In contrast, QuickSort bets on obtaining a reasonably balanced tree with high probability. The bits of information extracted from a comparison with the pivot depends on its rank in the array. Only pivots that are close to the median will result in obtaining 1 bit of information per comparison. Solving the recurrence equation of QuickSort with a uniform pivot choice, gives ++2n \ln{n}++ as the number of comparisons on average. Hence QuickSort does a factor ++2 \ln(2) = 1.4++ more comparisons than heap sort or merge sort on average, or equivalently more iterations in the inner work loop. However the enormous speed difference in the basic work loop more than compensates for this information theoretical factor.
Also, when partitioning big arrays spending a little amount of work improving the choice of pivot by a median of three brings this factor down to ~1.2. Further improvements can get this factor rather close to 1. The main point here is that this factor is dominated by the differences in throughput of the work loop.
We can significantly speed up merge sort with a simple trick. Due to the large dependency chain, merge sort loop runs at a very low IPC. This basically means we can add more instructions for free. In particular merge sort has a backwards equivalent. We can merge forward and backward in a single loop while keeping the latency of the loop body the same. It also eliminates an awkward exit condition as now you can unconditionally iterate n/2 times.
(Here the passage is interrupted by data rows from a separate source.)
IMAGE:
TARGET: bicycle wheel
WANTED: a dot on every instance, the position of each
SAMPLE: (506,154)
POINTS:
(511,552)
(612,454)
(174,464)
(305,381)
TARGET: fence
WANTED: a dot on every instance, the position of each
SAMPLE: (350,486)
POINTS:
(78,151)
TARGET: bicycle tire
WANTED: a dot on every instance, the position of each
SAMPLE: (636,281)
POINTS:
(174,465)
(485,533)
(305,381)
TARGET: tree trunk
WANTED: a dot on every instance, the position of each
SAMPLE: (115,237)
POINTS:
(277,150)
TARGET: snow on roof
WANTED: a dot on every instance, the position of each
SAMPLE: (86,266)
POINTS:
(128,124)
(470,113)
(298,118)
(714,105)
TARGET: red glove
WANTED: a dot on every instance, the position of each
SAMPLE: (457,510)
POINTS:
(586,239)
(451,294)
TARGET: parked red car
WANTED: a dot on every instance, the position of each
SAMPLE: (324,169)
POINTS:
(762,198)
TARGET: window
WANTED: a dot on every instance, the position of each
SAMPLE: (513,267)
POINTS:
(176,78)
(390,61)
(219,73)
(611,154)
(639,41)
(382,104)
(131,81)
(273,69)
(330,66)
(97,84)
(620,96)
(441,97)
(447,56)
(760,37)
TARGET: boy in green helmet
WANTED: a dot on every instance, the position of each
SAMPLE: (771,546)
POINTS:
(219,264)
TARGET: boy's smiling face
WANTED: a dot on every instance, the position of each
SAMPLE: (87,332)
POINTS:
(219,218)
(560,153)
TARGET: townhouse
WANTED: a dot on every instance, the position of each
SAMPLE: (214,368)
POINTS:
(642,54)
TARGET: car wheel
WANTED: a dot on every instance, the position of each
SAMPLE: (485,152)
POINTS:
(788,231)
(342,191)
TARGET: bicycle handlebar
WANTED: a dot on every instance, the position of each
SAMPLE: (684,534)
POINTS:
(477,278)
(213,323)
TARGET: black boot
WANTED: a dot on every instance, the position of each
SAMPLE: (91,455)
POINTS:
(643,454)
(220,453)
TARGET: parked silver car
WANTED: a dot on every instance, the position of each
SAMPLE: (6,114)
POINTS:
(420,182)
This reduces the number of iterations roughly by 2x.
BM_Sort<exp_gerbens::QuickSort> 10.7 10.7 65011712 BM_MergeSort<MergeSort> 23.4 23.4 29884416 BM_MergeSort<MergeSortDouble> 13.2 13.2 52756480
Another trick is preloading values for the next iteration,
next_val1 = Load(left + k - right_idx + 1) next_val2 = Load(right + right_idx + 1) is_smaller = val2 < val1 tmp = cmov(is_smaller, val2, val1) val1 = cmov(is_smaller, val1, next_val1) val2 = cmov(is_smaller, next_val2, val2) Store(out + k, tmp); k++; right_idx += is_smaller
You see that in a single iteration the increase of right_idx does not depend on a load as val1 and val2 are already available at the start of the iteration. Over two iterations one can see that right_idx depends on itself. This chain is ~8 cycles long but spread over 2 iterations which gives a throughput of ~4 cycles per iteration. Combining these two tricks could lead to merge sort on par with the simple partition loop of QuickSort. However it’s just a mitigation. If instead of sorting a simple primitive value we would sort pointers to a struct. The comparison operator would have an extra load which immediately adds to the critical path. QuickSort is immune to this, even rather costly comparisons do not influence the ability to make progress. Of course if the comparison itself suffers from frequent branch misses, then that will limit the ability to overlap different stages of the iteration in the CPU pipeline.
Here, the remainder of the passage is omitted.